Бронхоэктатическая болезнь
Бронхоэктатическая болезнь — болезнь органов дыхания, в основе которой лежит регионарное расширение ветвей бронхов, преимущественно в нижних сегментах легких (средних и мелких бронхов), сопровождающееся хроническим неспецифическим нагноением в их просвете.
Историческая справка. Впервые бронхоэктазы как самостоятельную болезнь описал Laennec в 1719 г.
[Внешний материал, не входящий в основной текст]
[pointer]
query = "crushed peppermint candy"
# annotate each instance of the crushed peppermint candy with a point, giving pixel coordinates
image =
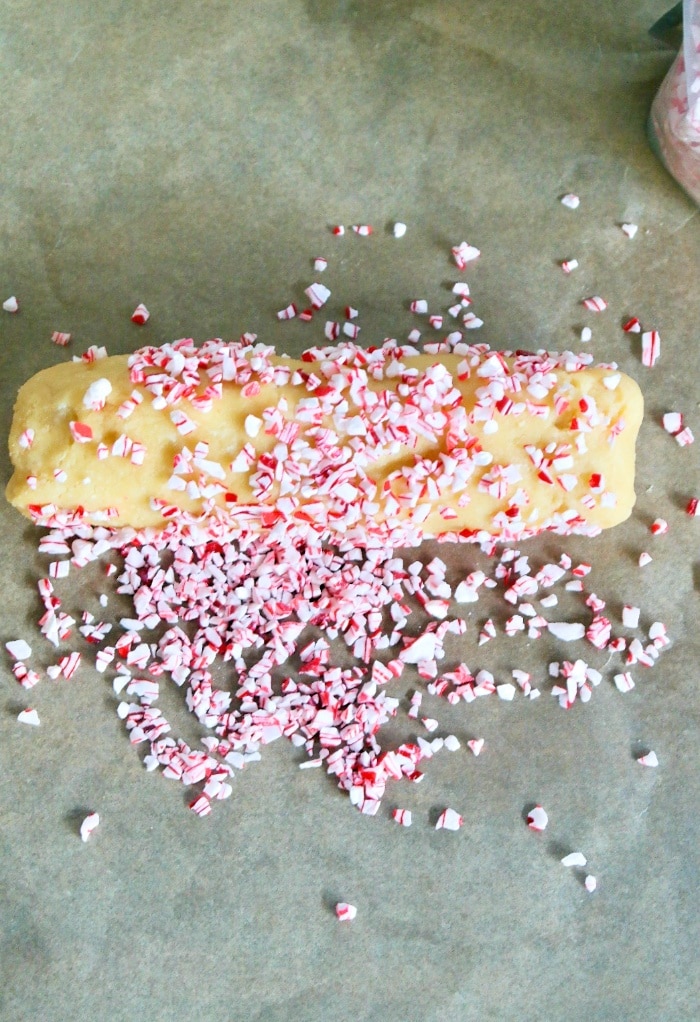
(449, 820)
(595, 304)
(89, 826)
(538, 819)
(344, 912)
(573, 858)
(140, 315)
(30, 716)
(268, 597)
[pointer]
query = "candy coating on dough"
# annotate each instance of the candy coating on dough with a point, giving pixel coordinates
(472, 443)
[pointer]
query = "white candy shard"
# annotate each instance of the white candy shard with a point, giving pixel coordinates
(449, 820)
(97, 393)
(252, 425)
(623, 682)
(631, 616)
(29, 716)
(344, 912)
(672, 422)
(18, 649)
(90, 824)
(538, 819)
(573, 858)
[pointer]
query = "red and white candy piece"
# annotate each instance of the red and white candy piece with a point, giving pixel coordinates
(345, 912)
(449, 820)
(464, 253)
(573, 858)
(631, 616)
(89, 826)
(651, 347)
(140, 315)
(29, 716)
(538, 819)
(200, 805)
(81, 431)
(403, 817)
(287, 313)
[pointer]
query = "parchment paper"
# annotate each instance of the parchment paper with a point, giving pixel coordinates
(192, 157)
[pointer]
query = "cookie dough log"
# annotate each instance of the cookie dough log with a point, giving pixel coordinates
(474, 442)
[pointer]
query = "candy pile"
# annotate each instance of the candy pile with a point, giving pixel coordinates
(265, 610)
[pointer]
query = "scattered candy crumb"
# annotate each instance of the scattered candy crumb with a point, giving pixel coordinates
(89, 826)
(344, 912)
(140, 315)
(29, 716)
(538, 819)
(573, 858)
(449, 820)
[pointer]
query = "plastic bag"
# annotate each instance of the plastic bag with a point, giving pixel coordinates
(674, 118)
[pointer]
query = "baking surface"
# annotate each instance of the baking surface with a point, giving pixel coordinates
(192, 157)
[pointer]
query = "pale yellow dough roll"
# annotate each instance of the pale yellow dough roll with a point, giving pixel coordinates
(507, 447)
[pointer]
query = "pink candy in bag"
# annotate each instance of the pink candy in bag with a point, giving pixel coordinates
(674, 118)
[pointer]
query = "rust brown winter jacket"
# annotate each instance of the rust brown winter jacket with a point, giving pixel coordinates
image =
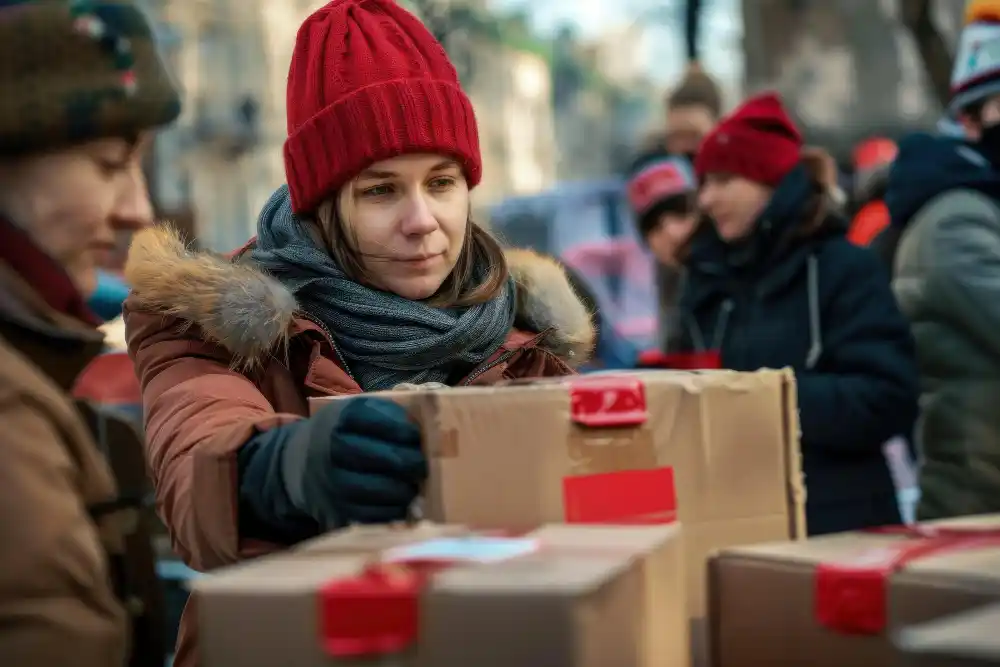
(200, 410)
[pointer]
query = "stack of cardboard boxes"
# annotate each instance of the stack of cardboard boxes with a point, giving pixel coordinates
(617, 496)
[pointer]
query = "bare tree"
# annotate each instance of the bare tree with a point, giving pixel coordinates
(918, 17)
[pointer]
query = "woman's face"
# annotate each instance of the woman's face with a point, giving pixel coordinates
(73, 201)
(408, 216)
(733, 203)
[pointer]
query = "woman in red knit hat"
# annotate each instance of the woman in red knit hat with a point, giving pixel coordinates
(366, 274)
(772, 282)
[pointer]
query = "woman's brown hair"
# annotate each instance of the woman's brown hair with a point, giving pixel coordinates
(460, 289)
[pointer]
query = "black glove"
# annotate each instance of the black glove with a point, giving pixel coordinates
(354, 461)
(359, 462)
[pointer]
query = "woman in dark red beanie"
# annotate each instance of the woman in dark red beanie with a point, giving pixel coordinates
(772, 282)
(366, 274)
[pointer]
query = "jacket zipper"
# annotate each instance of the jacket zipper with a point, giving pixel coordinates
(496, 362)
(333, 343)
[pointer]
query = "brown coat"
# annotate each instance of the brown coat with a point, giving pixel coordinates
(221, 353)
(57, 606)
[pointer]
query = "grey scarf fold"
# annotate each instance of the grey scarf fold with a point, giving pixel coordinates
(385, 339)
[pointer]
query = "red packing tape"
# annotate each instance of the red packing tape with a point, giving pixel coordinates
(851, 596)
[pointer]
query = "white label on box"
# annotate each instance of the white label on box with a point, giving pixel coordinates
(474, 549)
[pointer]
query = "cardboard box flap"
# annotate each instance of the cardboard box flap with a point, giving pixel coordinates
(568, 559)
(557, 574)
(974, 634)
(370, 539)
(978, 561)
(291, 574)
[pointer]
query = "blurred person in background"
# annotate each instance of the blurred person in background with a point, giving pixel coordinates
(662, 193)
(944, 199)
(872, 161)
(83, 90)
(693, 108)
(366, 274)
(771, 282)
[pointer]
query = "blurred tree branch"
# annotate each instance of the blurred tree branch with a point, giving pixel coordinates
(931, 45)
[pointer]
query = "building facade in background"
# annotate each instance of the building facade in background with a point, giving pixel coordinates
(217, 166)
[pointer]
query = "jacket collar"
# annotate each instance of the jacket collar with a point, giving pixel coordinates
(252, 315)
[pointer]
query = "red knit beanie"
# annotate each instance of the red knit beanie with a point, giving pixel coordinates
(758, 141)
(368, 82)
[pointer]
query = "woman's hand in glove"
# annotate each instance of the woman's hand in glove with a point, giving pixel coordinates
(356, 461)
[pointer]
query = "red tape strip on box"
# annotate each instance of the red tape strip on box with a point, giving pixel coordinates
(851, 595)
(627, 497)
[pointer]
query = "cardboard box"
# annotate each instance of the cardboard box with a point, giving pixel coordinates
(561, 596)
(969, 639)
(534, 452)
(835, 600)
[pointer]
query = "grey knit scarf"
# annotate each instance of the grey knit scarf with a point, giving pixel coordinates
(385, 339)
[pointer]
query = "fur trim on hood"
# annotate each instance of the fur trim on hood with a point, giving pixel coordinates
(249, 313)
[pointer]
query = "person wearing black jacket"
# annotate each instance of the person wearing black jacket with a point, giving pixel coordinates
(772, 282)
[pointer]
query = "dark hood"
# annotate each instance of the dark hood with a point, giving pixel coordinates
(773, 255)
(928, 165)
(775, 231)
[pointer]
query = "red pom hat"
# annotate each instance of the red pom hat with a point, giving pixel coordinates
(369, 82)
(758, 141)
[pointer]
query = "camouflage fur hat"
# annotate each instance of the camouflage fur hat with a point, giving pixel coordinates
(76, 70)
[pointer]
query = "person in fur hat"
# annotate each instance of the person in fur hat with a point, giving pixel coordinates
(83, 91)
(366, 274)
(772, 282)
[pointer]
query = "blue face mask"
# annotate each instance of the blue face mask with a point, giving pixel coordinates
(106, 301)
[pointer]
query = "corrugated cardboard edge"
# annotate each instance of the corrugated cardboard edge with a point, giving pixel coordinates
(796, 503)
(793, 457)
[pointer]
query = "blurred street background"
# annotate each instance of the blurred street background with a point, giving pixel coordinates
(565, 90)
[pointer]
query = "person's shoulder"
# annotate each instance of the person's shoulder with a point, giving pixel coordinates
(22, 383)
(958, 203)
(841, 261)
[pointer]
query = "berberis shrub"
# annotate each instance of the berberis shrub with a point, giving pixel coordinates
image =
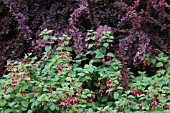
(85, 83)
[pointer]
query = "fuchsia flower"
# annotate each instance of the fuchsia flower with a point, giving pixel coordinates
(34, 91)
(108, 83)
(110, 60)
(13, 81)
(69, 99)
(139, 105)
(136, 93)
(59, 69)
(7, 69)
(91, 100)
(103, 60)
(107, 91)
(154, 102)
(101, 91)
(51, 90)
(22, 93)
(4, 89)
(86, 44)
(144, 63)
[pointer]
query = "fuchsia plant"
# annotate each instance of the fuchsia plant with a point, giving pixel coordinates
(90, 82)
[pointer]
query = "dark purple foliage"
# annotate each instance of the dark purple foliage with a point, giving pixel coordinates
(139, 26)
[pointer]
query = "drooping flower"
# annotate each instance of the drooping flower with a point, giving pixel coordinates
(101, 91)
(154, 102)
(139, 105)
(51, 90)
(4, 89)
(22, 93)
(86, 44)
(108, 83)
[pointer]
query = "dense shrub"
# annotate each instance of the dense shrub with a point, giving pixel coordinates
(90, 82)
(139, 26)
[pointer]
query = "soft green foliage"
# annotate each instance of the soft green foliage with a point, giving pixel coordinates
(86, 83)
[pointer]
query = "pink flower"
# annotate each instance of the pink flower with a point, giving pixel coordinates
(14, 81)
(4, 89)
(61, 52)
(86, 44)
(139, 105)
(34, 91)
(69, 99)
(13, 75)
(107, 91)
(110, 60)
(108, 83)
(22, 93)
(154, 102)
(99, 83)
(144, 63)
(103, 60)
(51, 90)
(23, 76)
(91, 100)
(101, 91)
(7, 69)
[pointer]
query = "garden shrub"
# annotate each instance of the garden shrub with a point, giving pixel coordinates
(138, 26)
(91, 82)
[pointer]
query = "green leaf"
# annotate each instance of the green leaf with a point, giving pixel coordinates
(153, 61)
(83, 96)
(59, 48)
(29, 111)
(6, 96)
(43, 97)
(46, 37)
(105, 44)
(7, 111)
(2, 102)
(116, 95)
(145, 104)
(47, 48)
(68, 48)
(110, 54)
(104, 99)
(53, 38)
(90, 45)
(161, 54)
(131, 96)
(159, 64)
(52, 107)
(24, 103)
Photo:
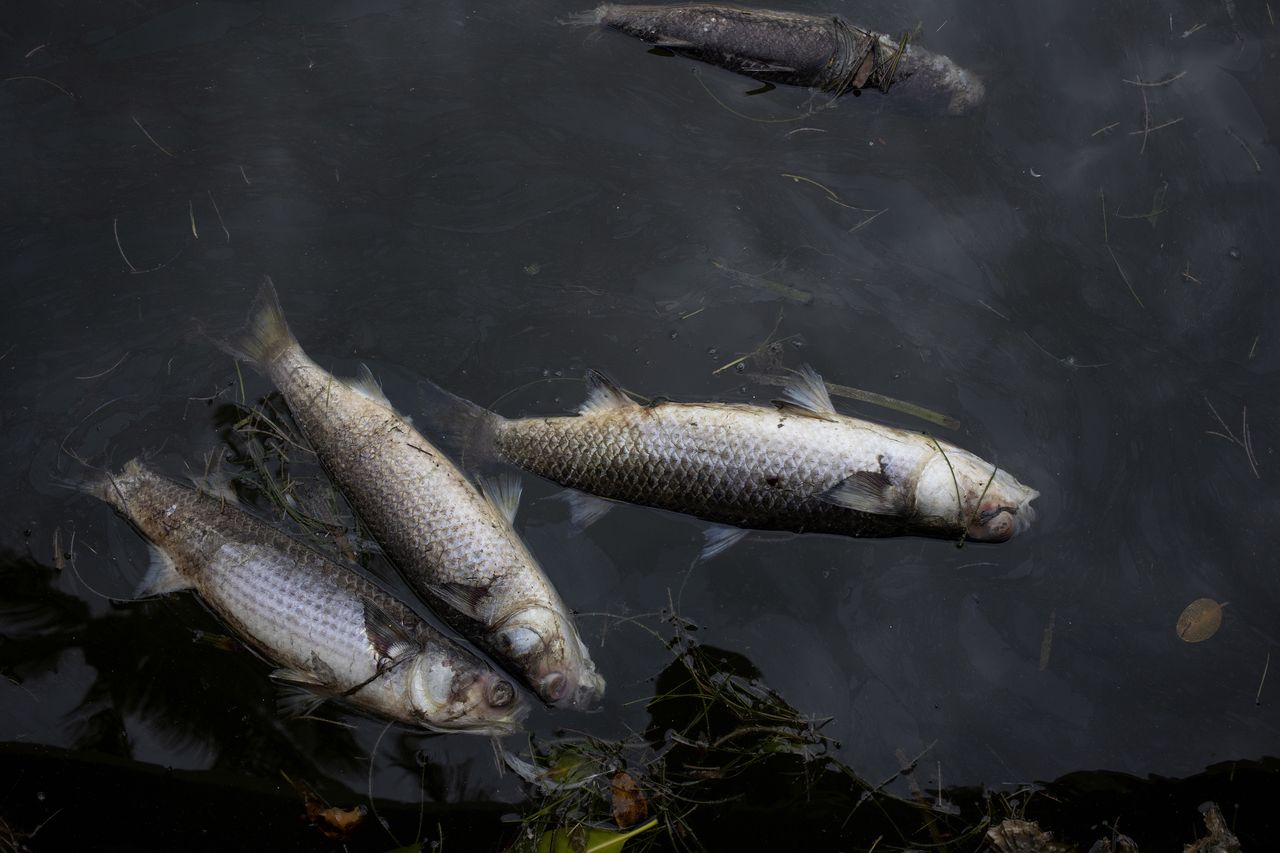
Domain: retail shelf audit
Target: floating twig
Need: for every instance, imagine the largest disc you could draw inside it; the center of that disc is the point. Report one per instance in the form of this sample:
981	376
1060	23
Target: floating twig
115	229
1152	83
993	311
868	220
167	151
1244	145
1152	129
1125	277
42	80
750	279
99	375
219	213
1243	441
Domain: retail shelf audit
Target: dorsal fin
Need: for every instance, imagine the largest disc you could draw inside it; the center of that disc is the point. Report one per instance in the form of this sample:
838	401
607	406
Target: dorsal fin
465	598
602	395
807	392
502	492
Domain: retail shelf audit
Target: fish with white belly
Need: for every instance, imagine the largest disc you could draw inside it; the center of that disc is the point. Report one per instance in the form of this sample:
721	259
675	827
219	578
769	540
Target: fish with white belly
332	632
453	543
796	466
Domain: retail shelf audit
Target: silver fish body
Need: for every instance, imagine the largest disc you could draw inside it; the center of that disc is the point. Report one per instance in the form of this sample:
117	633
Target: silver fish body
455	546
799	466
330	630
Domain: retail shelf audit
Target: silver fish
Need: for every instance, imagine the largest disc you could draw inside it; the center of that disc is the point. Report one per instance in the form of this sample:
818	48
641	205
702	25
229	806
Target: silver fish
332	632
455	546
799	466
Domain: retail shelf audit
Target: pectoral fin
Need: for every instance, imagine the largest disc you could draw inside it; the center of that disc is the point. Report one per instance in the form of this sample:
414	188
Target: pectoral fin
297	693
503	495
389	639
807	395
161	575
584	510
868	492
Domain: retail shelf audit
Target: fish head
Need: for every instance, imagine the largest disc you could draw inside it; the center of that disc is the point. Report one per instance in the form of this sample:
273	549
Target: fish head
553	657
993	506
447	697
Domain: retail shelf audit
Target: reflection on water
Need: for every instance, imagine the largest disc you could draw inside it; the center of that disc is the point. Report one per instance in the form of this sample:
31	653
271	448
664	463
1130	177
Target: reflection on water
1079	274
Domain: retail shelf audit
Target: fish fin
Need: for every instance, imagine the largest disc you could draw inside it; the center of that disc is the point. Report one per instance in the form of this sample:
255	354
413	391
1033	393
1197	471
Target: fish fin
807	392
163	575
584	510
461	427
465	598
867	492
503	493
720	539
265	336
389	639
366	384
602	395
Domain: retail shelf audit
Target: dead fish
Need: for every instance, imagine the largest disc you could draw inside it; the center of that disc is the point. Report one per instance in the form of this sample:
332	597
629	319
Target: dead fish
824	53
453	544
332	632
798	466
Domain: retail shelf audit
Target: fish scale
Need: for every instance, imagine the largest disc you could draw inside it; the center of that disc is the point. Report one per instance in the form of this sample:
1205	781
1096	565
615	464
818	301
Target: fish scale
330	630
798	466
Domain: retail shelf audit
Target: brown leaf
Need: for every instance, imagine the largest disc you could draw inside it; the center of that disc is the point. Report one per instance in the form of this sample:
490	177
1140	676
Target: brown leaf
1200	620
629	802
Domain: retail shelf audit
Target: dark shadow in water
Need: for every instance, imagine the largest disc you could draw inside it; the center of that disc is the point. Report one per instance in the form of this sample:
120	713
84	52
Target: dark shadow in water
167	662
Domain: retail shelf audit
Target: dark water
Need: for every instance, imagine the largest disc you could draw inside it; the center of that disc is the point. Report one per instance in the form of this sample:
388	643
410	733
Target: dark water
483	196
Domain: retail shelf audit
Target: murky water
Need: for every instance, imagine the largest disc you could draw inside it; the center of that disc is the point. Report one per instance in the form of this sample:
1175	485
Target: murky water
1080	273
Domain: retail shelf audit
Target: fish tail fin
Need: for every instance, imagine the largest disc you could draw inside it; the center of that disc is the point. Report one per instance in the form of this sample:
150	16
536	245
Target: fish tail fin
464	428
265	336
100	482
Распространенность. Бронхоэктатическая болезнь встречается в 10 – 45 % всех заболеваний легких, особенно у детей, а также у в возрасте до 25 лет.
Этиология и патогенез. Бронхоэктазии могут быть приобретенными и врожденными. В подавляющем большинстве наблюдений бронхоэктатическая болезнь относится к приобретенным заболеваниям и обусловлена процессами, сопровождающимися локальным нарушением проходимости бронхов вплоть до ателектаза сегментов или доли: пневмонией, бронхитами, особенно часто повторяющимися, корью, коклюшем, гриппом, туберкулезным бронхоаденитом. Появлению бронхо- эктазов способствуют врожденная или приобретенная слабость структурных компонентов стенки бронхов, расстройство ее моторики, связанное с нарушением иннервации и кровотока, муко- висцидоз и кистозный фиброз поджелудочной железы – врожденная аутосомно-рецессивная дисфункция экзокринных желез пищеварительного тракта и дыхательных путей, сопровождающаяся продукцией патологически вязкой слизи, богатой гликопротеидами, которая закупоривает выводные протоки желез, обтурирует просвет бронхиол и мелких бронхов.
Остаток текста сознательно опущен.